Technical Abstract: Cytokines are considered to be involved in obesity-related metabolic diseases. Study objectives are to determine the heritability of circulating cytokine levels, to investigate pleiotropy between cytokines and obesity traits, and to present genome scan results for cytokines in 1030 Hispanic children enrolled in VIVA LA FAMILIA Study. Cytokine phenotypes included monocyte chemoattractant protein-1 (MCP-1), tumor necrosis factor-alpha (TNF-alpha), leptin, adiponectin, soluble intercellular adhesion molecule-1 (sICAM-1), transforming growth factor beta 1 (TGF-beta1), C-reactive protein (CRP), regulated upon activation, normal T-cell expressed and secreted (RANTES) and eotaxin. Obesity-related phenotypes included body mass index (BMI), fat mass (FM), truncal FM, and fasting serum insulin.
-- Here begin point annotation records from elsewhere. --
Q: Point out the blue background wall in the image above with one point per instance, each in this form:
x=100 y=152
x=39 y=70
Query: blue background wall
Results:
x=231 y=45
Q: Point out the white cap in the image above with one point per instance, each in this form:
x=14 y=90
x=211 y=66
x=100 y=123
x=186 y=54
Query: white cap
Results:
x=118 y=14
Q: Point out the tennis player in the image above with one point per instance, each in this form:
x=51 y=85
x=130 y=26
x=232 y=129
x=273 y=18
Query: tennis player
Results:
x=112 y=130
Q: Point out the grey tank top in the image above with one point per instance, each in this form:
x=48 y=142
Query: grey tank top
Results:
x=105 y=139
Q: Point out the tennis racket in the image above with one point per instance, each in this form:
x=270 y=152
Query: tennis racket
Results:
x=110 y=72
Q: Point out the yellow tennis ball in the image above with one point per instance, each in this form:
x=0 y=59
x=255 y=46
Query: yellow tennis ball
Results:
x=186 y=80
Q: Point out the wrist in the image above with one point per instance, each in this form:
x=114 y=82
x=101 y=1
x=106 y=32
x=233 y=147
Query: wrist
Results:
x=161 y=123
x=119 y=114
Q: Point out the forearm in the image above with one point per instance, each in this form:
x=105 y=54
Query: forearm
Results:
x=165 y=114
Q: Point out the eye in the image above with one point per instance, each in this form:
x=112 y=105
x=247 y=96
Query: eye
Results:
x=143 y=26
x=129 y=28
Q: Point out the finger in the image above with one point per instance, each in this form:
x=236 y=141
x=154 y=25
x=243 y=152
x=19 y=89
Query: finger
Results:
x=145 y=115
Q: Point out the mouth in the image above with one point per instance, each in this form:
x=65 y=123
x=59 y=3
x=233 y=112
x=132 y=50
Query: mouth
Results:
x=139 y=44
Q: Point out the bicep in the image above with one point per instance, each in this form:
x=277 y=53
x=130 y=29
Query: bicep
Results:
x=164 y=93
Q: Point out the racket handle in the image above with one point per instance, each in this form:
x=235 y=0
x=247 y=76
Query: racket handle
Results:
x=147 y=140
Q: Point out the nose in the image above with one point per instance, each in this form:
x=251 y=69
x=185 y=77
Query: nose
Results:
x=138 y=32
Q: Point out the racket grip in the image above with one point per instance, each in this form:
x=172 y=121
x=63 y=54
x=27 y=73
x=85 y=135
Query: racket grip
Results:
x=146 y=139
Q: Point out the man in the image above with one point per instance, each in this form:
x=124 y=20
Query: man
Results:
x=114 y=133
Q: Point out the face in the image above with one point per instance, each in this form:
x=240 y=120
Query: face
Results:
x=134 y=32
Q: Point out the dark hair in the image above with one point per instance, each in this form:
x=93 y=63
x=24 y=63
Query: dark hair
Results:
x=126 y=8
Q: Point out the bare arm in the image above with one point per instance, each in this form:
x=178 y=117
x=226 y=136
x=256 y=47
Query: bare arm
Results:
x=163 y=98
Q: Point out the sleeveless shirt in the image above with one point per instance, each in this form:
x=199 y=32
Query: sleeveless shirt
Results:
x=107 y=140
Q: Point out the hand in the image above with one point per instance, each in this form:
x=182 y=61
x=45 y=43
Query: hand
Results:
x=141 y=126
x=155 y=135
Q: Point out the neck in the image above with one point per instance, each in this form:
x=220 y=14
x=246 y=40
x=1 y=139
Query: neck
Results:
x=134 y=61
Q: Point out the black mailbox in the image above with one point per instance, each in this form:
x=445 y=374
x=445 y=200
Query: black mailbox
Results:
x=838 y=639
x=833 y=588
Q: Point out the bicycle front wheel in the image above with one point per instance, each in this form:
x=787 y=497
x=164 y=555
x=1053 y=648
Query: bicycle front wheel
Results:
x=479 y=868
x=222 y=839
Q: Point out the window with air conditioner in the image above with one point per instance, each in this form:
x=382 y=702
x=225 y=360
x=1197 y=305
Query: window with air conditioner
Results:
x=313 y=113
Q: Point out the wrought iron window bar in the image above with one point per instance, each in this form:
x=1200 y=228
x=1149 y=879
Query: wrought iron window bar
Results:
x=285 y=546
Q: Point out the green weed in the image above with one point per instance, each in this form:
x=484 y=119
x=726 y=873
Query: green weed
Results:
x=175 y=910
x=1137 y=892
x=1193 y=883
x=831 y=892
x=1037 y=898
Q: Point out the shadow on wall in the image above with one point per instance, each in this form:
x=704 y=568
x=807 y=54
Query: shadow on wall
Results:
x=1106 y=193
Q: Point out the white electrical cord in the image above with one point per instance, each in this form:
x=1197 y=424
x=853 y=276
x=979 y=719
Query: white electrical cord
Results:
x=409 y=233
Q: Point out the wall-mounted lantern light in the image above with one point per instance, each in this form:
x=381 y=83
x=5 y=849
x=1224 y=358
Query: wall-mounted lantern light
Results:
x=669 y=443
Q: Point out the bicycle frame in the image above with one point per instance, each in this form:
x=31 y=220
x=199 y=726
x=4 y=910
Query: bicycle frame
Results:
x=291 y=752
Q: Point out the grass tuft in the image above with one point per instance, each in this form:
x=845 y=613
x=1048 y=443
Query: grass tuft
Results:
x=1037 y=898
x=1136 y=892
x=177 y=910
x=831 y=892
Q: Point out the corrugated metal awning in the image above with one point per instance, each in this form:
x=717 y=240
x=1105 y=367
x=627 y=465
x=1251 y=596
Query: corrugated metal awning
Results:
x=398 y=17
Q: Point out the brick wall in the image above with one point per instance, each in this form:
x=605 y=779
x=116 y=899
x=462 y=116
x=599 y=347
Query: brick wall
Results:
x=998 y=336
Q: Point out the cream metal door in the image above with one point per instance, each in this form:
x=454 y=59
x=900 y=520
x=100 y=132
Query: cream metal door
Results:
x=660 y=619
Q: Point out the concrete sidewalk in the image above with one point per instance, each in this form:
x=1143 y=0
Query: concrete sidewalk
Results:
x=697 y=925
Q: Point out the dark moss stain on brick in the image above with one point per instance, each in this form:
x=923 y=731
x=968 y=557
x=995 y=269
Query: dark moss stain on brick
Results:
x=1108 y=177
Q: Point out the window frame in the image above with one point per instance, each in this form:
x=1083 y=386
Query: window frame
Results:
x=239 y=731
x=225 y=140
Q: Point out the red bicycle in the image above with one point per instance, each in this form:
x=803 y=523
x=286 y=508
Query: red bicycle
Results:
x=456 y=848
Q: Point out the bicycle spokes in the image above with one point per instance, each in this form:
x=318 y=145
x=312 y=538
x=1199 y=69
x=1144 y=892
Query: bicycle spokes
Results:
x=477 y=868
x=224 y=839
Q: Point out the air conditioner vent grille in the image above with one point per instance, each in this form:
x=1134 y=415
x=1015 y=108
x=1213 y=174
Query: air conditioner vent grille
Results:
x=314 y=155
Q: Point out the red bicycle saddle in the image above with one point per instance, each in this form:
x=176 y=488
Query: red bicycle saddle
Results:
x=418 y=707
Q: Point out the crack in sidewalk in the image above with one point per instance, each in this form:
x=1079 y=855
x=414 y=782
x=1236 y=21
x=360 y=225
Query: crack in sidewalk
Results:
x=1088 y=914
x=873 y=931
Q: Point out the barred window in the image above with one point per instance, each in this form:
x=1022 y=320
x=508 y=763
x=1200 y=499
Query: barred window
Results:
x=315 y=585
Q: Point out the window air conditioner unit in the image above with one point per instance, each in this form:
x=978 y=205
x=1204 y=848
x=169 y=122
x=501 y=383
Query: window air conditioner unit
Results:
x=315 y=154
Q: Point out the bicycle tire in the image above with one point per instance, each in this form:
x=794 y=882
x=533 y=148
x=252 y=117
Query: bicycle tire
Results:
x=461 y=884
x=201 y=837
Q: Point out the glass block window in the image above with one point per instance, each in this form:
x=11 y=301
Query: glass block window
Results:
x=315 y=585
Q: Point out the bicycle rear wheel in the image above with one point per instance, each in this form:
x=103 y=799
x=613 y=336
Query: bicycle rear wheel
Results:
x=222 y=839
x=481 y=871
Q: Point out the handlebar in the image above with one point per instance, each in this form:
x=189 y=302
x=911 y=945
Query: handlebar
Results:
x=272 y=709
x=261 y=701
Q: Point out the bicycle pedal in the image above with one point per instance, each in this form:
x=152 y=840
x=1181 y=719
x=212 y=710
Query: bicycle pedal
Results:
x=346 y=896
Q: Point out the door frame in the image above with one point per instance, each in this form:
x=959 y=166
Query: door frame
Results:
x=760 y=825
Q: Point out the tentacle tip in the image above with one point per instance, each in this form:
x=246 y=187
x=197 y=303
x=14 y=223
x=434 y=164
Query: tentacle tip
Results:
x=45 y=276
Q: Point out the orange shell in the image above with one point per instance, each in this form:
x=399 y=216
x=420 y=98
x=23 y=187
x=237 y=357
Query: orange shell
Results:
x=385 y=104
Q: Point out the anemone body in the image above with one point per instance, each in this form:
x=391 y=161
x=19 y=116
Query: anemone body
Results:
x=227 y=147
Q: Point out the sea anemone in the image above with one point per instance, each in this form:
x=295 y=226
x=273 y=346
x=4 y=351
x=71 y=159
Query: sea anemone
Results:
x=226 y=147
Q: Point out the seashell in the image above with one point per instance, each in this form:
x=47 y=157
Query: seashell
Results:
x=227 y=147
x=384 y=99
Heritabilities ranged from 0.33 to 0.97. Pleiotropy was observed between cytokines and obesity traits. Positive genetic correlations were seen between CRP, leptin, MCP-1, and obesity traits, and negative genetic correlations with adiponectin, ICAM-1, and TGF-beta1. Genome-wide scan of sICAM-1 mapped to chromosome 3 (LOD=3.74) between markers D3S1580 and D3S1601, which flanks the adiponectin gene (ADIPOQ). Suggestive linkage signals were found in other chromosomal regions for other cytokines. In summary, significant heritabilities for circulating cytokines, pleiotropy between cytokines and obesity traits, and linkage for sICAM-1 on chromosome 3q substantiate a genetic contribution to circulating cytokine levels in Hispanic children.